In developing our first custom python block, it took us some time to figure out how to reference attributes in the “face predictions” output from the “Gaze Detection” model, and this was due to the fact that the output as shown in the Data in / Data out portions of the blocks did not match the structure in the code.
Specifically, we found out eventually through some error messages and google searches, that the “face predictions” data was an sv.Detections object (Core - Supervision). However, in the Data in section (represented as the parameter “predictions”), it appears to be an array of dictionaries:
So, for example, getting the x & y of the bounding box of a prediction, from the info above, would appear to be done like this:
for p in predictions:
x1 = p["x"]
y1 = p["y"]
x2 = x1 + p["width"]
y2 = y1 + p["height"]
center_x = (x1 + x2) // 2
center_y = (y1 + y2) // 2
This fails, though, because sv.Predictions stores the rectangles in the array xyxy, and height & width in the dictionary data (as the array “height” and array “width”), meaning we do this:
for box in predictions.xyxy:
x1, y1, x2, y2 = map(int, box)
center_x = (x1 + x2) // 2
center_y = (y1 + y2) // 2
width = x2 - x1
height = y2 - y1
Is there someplace else we should be looking for the real structure of the data that is produced by upstream modules?

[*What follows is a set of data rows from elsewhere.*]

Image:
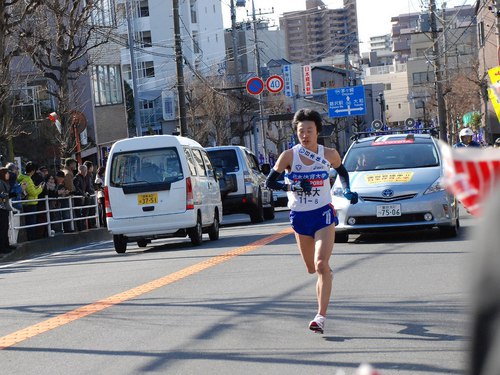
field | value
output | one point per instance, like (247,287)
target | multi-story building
(381,43)
(271,44)
(409,82)
(487,59)
(449,20)
(319,32)
(150,22)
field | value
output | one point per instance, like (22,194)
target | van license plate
(147,198)
(388,210)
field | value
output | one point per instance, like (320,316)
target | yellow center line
(60,320)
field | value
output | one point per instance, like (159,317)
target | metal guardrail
(15,216)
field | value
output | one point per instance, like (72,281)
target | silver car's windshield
(391,156)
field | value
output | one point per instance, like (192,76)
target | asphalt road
(239,305)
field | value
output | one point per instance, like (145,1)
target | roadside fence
(59,215)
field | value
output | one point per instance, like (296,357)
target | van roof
(153,141)
(227,148)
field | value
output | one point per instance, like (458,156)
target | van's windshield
(143,167)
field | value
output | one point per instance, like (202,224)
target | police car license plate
(147,198)
(388,210)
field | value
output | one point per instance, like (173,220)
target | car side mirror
(219,173)
(265,168)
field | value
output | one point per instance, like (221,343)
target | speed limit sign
(275,84)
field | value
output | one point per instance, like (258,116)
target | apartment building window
(103,13)
(196,45)
(145,39)
(127,72)
(147,69)
(107,84)
(480,34)
(143,8)
(194,16)
(30,101)
(421,78)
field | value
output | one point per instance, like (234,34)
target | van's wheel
(269,212)
(341,237)
(257,214)
(196,233)
(142,242)
(213,231)
(120,242)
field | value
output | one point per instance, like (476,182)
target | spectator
(497,143)
(38,177)
(99,187)
(69,166)
(91,191)
(80,183)
(62,201)
(5,207)
(15,188)
(32,193)
(17,193)
(466,135)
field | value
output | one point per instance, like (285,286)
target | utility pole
(180,69)
(257,69)
(497,16)
(443,128)
(133,68)
(234,36)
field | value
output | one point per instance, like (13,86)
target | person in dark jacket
(80,183)
(5,208)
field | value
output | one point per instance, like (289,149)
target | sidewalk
(49,245)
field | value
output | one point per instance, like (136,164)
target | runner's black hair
(307,114)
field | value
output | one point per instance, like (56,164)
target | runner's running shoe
(317,325)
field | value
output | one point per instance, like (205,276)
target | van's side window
(199,162)
(208,165)
(191,164)
(252,161)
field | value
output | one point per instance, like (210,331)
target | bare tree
(12,15)
(60,40)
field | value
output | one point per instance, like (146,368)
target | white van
(160,186)
(250,194)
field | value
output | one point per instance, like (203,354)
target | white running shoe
(317,325)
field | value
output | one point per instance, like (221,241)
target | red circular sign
(275,84)
(255,85)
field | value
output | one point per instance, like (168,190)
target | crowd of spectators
(23,192)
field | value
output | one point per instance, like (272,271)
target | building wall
(395,89)
(202,48)
(316,33)
(488,58)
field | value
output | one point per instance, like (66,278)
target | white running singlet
(318,176)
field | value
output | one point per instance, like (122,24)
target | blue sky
(374,16)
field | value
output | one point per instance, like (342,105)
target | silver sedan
(398,180)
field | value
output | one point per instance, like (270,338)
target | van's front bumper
(157,225)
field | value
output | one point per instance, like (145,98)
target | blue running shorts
(308,223)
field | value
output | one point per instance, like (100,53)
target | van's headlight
(435,187)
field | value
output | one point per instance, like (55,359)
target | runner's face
(307,133)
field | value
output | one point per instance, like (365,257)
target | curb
(49,245)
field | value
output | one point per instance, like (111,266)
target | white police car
(398,180)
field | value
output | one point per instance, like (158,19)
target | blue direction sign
(255,85)
(346,101)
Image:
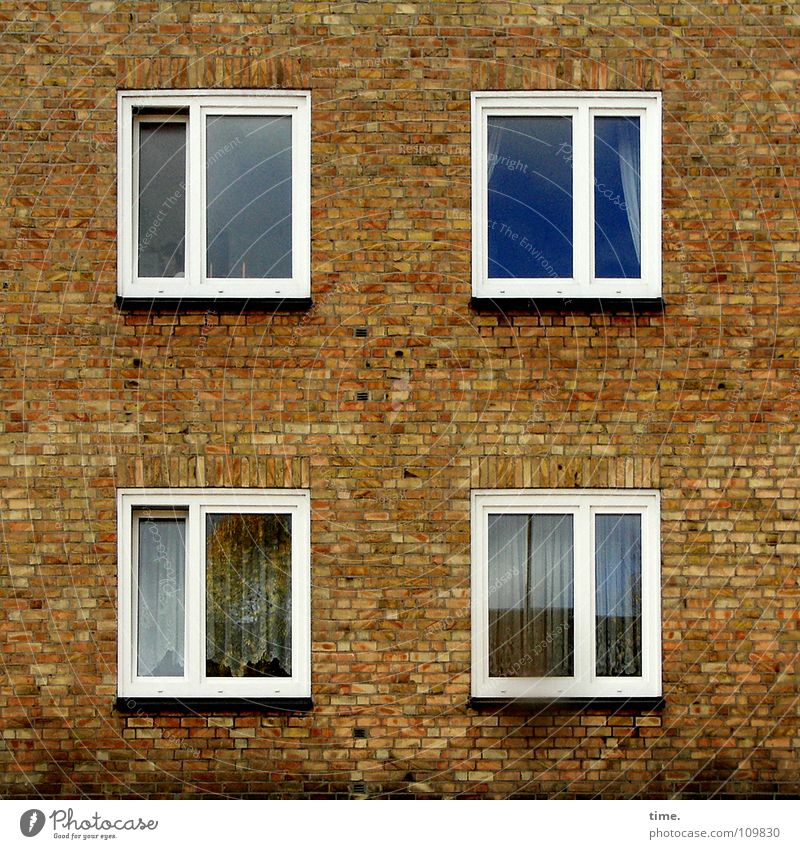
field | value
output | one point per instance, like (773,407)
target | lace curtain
(161,594)
(530,595)
(618,564)
(248,595)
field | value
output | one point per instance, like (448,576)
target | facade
(476,478)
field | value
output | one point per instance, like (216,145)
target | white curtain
(530,595)
(630,172)
(618,564)
(248,595)
(161,595)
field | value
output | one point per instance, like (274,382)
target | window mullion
(583,199)
(195,610)
(130,206)
(584,606)
(195,200)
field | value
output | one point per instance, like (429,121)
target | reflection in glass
(529,175)
(618,603)
(617,197)
(162,198)
(160,594)
(249,170)
(530,595)
(248,595)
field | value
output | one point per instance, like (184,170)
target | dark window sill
(638,703)
(628,306)
(135,704)
(218,305)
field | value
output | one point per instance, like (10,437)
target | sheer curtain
(630,173)
(161,597)
(248,595)
(530,595)
(494,135)
(618,564)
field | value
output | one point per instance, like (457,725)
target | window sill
(138,704)
(220,305)
(573,305)
(633,703)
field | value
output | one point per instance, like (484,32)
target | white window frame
(194,504)
(584,505)
(582,107)
(197,104)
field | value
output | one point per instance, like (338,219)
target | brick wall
(699,401)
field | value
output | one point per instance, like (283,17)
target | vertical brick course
(699,401)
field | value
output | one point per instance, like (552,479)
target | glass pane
(529,166)
(530,595)
(162,198)
(617,197)
(160,591)
(618,564)
(249,168)
(248,595)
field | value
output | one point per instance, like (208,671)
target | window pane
(618,564)
(529,166)
(617,197)
(162,198)
(161,596)
(248,595)
(530,595)
(249,168)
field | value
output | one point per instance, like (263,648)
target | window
(214,593)
(566,594)
(566,194)
(214,194)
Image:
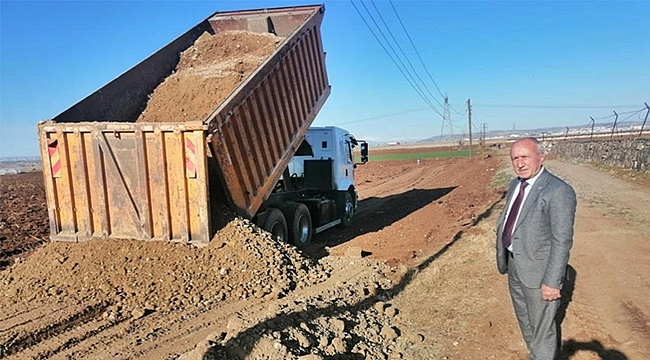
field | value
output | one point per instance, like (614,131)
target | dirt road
(414,278)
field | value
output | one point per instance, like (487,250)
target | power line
(415,48)
(391,57)
(524,106)
(403,53)
(381,116)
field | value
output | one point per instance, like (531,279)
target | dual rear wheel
(291,223)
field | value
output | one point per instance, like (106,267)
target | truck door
(345,173)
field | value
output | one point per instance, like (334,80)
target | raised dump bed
(217,113)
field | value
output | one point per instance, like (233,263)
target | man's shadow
(571,346)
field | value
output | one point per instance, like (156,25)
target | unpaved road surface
(413,278)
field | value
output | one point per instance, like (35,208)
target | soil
(414,277)
(207,72)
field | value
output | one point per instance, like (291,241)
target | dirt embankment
(413,278)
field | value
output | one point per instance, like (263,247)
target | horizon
(523,65)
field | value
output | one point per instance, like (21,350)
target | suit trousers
(536,316)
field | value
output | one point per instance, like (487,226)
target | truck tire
(347,212)
(299,224)
(276,224)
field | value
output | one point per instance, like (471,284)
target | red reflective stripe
(55,159)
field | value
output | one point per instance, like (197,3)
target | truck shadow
(375,213)
(238,346)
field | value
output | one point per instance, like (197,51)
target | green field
(419,155)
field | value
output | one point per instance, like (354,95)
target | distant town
(17,165)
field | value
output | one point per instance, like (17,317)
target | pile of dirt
(241,262)
(206,74)
(349,317)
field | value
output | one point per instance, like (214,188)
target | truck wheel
(299,223)
(276,224)
(348,211)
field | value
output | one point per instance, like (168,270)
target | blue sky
(523,64)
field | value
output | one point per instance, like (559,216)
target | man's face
(526,161)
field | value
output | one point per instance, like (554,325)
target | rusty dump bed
(107,176)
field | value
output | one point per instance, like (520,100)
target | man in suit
(534,236)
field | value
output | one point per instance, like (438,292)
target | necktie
(512,216)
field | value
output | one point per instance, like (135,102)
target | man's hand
(549,293)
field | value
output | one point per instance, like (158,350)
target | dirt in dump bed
(206,74)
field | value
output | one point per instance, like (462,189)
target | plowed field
(413,278)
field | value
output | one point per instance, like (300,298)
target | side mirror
(364,152)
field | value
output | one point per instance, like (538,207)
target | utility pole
(614,127)
(469,117)
(483,135)
(646,118)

I see from this example with gaze detection that if you invoke it via your own python, it returns the results as json. Was it incorrect to configure our block with a parameter called “predictions” of type “any” that is linked to the “face predictions” output of the gaze detection model? (cannot include a second screenshot due to account restrictions).
EDIT: please ignore the bits about the width & height above, those are from our own model, and don’t exist in the gaze detection example I’m using.